Sustainable Nanotechnology for Environmental Remediation: Recent Advances, Applications, Challenges, and Future Perspectives

Rubina Khan * and Saira Ahmed

1Department of chemistry, Faculty of Sciences,, University of Annaba, BP 12, BP 12, Annaba -, 23000 Algeria .

Environmental pollution caused by industrialization, urbanization, agricultural intensification, and population growth has become a major global challenge. Contamination of air, water, and soil by toxic chemicals, heavy metals, dyes, pesticides, pharmaceuticals, microplastics, and greenhouse gases threatens ecosystems and human health. Conventional remediation technologies often suffer from limitations such as high operational cost, low efficiency, incomplete pollutant removal, secondary contamination, and energy-intensive processes. In recent years, nanotechnology has emerged as a promising interdisciplinary field for addressing environmental problems through the development of advanced nanomaterials with unique physicochemical properties.

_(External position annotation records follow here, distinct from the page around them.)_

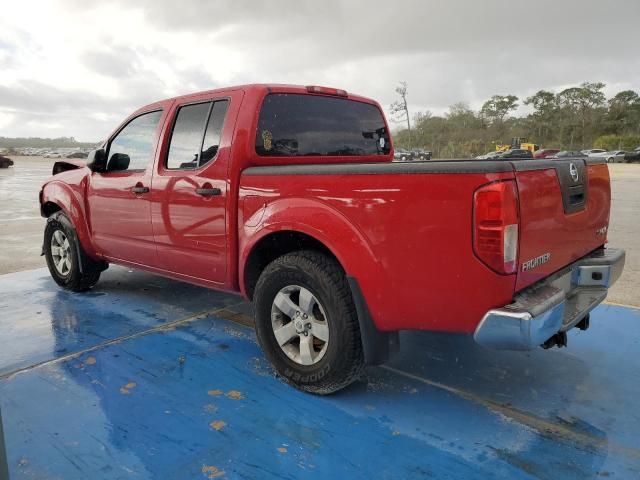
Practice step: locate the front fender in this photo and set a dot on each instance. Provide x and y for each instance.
(319, 221)
(64, 196)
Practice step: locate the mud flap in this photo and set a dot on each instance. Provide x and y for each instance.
(377, 346)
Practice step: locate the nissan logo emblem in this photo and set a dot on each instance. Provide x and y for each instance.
(574, 172)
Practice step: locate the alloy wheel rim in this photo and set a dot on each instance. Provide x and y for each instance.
(61, 253)
(300, 325)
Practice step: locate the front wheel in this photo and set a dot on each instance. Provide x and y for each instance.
(68, 264)
(307, 324)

Sustainable nanotechnology combines green chemistry principles with nanoscale engineering to create environmentally friendly materials and remediation systems. This review article comprehensively discusses recent advances in sustainable nanotechnology for environmental remediation, including green synthesis approaches, nanomaterial classifications, pollutant removal mechanisms, water treatment technologies, air purification systems, soil remediation strategies, photocatalysis, antimicrobial applications, and waste management. The article further highlights the environmental risks, toxicity concerns, regulatory challenges, commercialization barriers, and future opportunities associated with nanotechnology-based remediation systems. The integration of nanotechnology with biotechnology, artificial intelligence, circular economy principles, and renewable energy systems is expected to revolutionize environmental management and sustainable development.


Environmental science, sustainable nanotechnology, environmental remediation, nanoparticles, water treatment, photocatalysis, green synthesis, pollution control.